Presiden Joko Widodo mendeklarasikan revolusi mental [Foto: Istimewa]

Koran Sulindo – Berbicara tentang pembangunan sebuah nasion, tentu saja tidak semata-mata berkaitan dengan ekonomi dan politik. Tanpa pembangunan kepribadian dalam budaya, boleh dikata bangsa itu sama sekali tak memiliki karakter. Karena itu, kita mengenal konsepsi Trisakti Bung Karno yang masyhur itu: berdaulat secara politik, berdikari secara ekonomi dan berkepribadian secara budaya.

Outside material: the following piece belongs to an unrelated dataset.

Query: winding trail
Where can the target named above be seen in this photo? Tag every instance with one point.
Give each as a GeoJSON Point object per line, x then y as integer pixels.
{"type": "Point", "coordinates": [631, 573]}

Konsep ini tidak bisa dipisahkan satu dengan lainnya. Ketiganya saling terkait untuk menjadikan negeri ini menjadi bangsa yang kuat dan memiliki karakter. Lewat itu pula, Bung Karno mengingatkan agar bangsa ini beranjak dan meninggalkan sifat-sifat bangsa kuli, egoisme, ketamakan dan agar rakyat tidak bermalas-malasan.

Akan tetapi, sebelum itu semua tercapai, Bung Karno buru-buru dijatuhkan dari kursi kekuasaannya pada 1965. Dan setelah itu, jangan-jangan seperti kata Bung Karno, kita kini adalah “bangsa kuli atau menjadi kuli bangsa-bangsa lain.” Setelah lebih dari 32 tahun, narasi besar tentang pembentukan karakter bangsa ini kembali mencuat di masa pemerintahan Joko Widodo – Jusuf Kalla.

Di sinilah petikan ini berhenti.